Conclusions. Short but to the point.
Supp data: figures here are nicely laid out, very clearly labeled and readable. Supp table is enormous, hopefully published as an excel file?
The only issue I have, even though it would be a lot to ask, is to have in the supplemental details on all the 65k~ samples used in this study. It would be interesting to highlight those samples that very obviously had more of these nonsense mutations to aid future researchers.
Author Response
Reviewer 2
This paper examines a huge number of modern and ancient mitogenomes. They noticed that nonsense mutations were 70x more common in aDNA which is a bit odd. This highlights necessary quality control. This is an incredibly important finding for the aDNA community, and this paper is incredibly well written and organized.
Introduction. Good description of technical aspects and nice organization. Terms are clearly defined.
Results are well structured and are nicely written.

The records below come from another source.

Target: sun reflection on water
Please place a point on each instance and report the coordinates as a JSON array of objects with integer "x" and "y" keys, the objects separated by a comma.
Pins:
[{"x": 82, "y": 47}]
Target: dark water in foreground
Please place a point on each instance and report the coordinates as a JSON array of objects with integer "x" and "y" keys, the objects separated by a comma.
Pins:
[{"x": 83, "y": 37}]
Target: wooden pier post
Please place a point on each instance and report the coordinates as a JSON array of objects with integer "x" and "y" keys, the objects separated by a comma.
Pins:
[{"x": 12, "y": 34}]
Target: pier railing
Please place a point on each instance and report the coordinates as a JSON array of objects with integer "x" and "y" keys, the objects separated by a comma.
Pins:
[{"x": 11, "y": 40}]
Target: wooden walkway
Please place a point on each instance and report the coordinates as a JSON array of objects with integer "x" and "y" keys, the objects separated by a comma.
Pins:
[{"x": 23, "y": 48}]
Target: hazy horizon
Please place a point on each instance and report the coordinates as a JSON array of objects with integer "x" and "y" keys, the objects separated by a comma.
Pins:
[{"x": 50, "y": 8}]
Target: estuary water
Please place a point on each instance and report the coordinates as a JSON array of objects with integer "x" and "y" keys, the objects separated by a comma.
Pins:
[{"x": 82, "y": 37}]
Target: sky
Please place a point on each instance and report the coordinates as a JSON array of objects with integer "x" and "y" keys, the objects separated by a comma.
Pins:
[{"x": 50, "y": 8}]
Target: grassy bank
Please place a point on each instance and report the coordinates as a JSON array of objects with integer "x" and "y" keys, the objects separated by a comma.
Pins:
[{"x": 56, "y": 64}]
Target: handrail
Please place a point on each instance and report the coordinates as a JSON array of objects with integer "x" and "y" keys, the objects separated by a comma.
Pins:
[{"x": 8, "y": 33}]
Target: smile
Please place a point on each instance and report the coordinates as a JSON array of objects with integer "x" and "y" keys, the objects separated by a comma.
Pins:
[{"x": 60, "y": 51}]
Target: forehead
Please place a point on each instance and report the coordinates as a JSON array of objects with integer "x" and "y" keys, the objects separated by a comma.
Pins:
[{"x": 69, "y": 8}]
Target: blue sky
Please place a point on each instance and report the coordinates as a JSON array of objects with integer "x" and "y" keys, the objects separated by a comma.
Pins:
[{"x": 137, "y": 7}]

Material methods are clear as is data sharing. (one small issue I mention at the end here).
Please document r code/packages for creating figures.
We thank the reviewer for the supportive comments on our manuscript and for this suggestion. The R code used to generate all figures is now provided in Supplementary Code Files S1–S4, to ensure reproducibility.
One other detail would be how these tests were run, were they done locally on a large RAM computer or was this done via the cloud? I missed this but would be beneficial to readers.
The tests were conducted locally on a server with a large RAM. We added the information to the text.
Figure 4 is very nice.
Conclusions. Short but to the point.
Supp data: figures here are nicely laid out, very clearly labeled and readable. Supp table is enormous, hopefully published as an excel file?
We thank the reviewer for the positive feedback regarding the clarity and layout of the supplementary figures. We understand the concern about the size of the supplementary table. While we considered submitting it as an Excel file, we felt that including all supplementary material in a single, well-organized PDF would facilitate readability and maintain coherence.
The only issue I have, even though it would be a lot to ask, is to have in the supplemental details on all the 65k~ samples used in this study. It would be interesting to highlight those samples that very obviously had more of these nonsense mutations to aid future researchers.
We appreciate the reviewer’s interest in access to detailed information for all samples. We have included the relevant details for both modern and ancient mitogenomes in Supplementary Tables S2 and S3, respectively.